Sondrini was taking part in this powder-puff-like competition, where high school girls play flag football. Representing the Crusaders, Sondrini was competing against Pittsfield High and Taconic.
“We were in the championship game, and we were going to win if we got the ball back,” said Sondrini. “And that was when I tore my ACL. I got tackled and it snapped. I was worried I tore my meniscus again.”
The rising junior had some experience with leg injuries in the past, having torn her meniscus during soccer season her freshman year. After making a full recovery from that injury, she was a key piece on St. Joseph’s basketball team and then the starting catcher and leadoff hitter on the playoff-bound Crusaders’ softball team.
The meniscus was a manageable recovery. The ACL would not be as brief.
“I talked to one doctor and they said it would be six-to-nine months, you have all this rehab and surgery and there are three options for the surgery,” said Sondrini. “We went and got another opinion from another doctor, who said six months would be the extent of rehab, and then I could work into sports.”
Sondrini wouldn’t be lucky enough to be back by basketball, or even softball season. She spent both on the sidelines. During basketball, she could be seen in the crowd mostly, with a bench seat being too dangerous with loose balls or players. She lost the crutches for softball season, and was actually able to practice some with her teammates, taking grounders and working on her upper body.
June 15 was Sondrini’s final day of physical therapy. Kowalczyk’s was May 20.
After sitting out the entire regular season and Western Mass quarterfinal win over South Hadley, the Wahconah Softball’s power-hitting third baseman made her first appearance for the Warriors in the semifinals at UMass.
“It has been like eight months, and it felt pretty good to get back out there,” said Kowalczyk after the Warrior’s semifinal win. “I made the decision to play Sunday.”
She was in Dustin Belcher’s lineup as a designated hitter on Thursday afternoon for the semifinal win over Southwick, and again Saturday, June 13, in the finals against Hampshire.
“It wasn’t really tough. I was just really happy with how our team played this year,” said Kowalczyk of missing nearly the entire spring. “I was really happy to be a part of it at the end.”
The three former Force players have been in touch about their injuries, trading advice and information on recovery and rehab.
“My friend Miranda Voller, who played on the Force, she tore it before and she was one of the first people I texted,” said Sondrini. “I asked her things about who did her surgery, where she went for rehab, and I actually went to the surgeon she told me about, at the children’s hospital in Boston.”
Both Kowalczyk and Sondrini rehabbed at Berkshire Sports and Physical Therapy.
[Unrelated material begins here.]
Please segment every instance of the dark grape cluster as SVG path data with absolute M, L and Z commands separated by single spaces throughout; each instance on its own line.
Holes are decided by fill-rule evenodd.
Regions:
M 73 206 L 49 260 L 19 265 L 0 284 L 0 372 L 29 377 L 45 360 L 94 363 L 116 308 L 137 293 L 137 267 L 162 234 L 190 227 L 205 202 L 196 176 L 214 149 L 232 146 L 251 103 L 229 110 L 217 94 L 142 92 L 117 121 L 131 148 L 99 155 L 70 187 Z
Sondrini worked with Alice Nichols, while Kowalczyk put time in with Brian Duquette. Both spoke glowingly about the process they went through.
“My physical therapist, Brian Duquette, was great,” said Kowalczyk. “He really pushed me a lot, doing squats, running and all that stuff. I owe a lot to him.”
“[Nichols] worked me really hard, but I thank her for it, because now I’m going to be ready to go back into sports,” added Sondrini.
Both feel as though they benefited from being young and in shape at the time of their injuries.
“I feel like it is a lot easier to recover, because you are already in good shape from being so young, and then being able to just keep going,” said Sondrini. “I feel like you recover faster and then you can keep working to get stronger.”
Sondrini will be taking the summer off from the Force, working towards soccer season in the fall.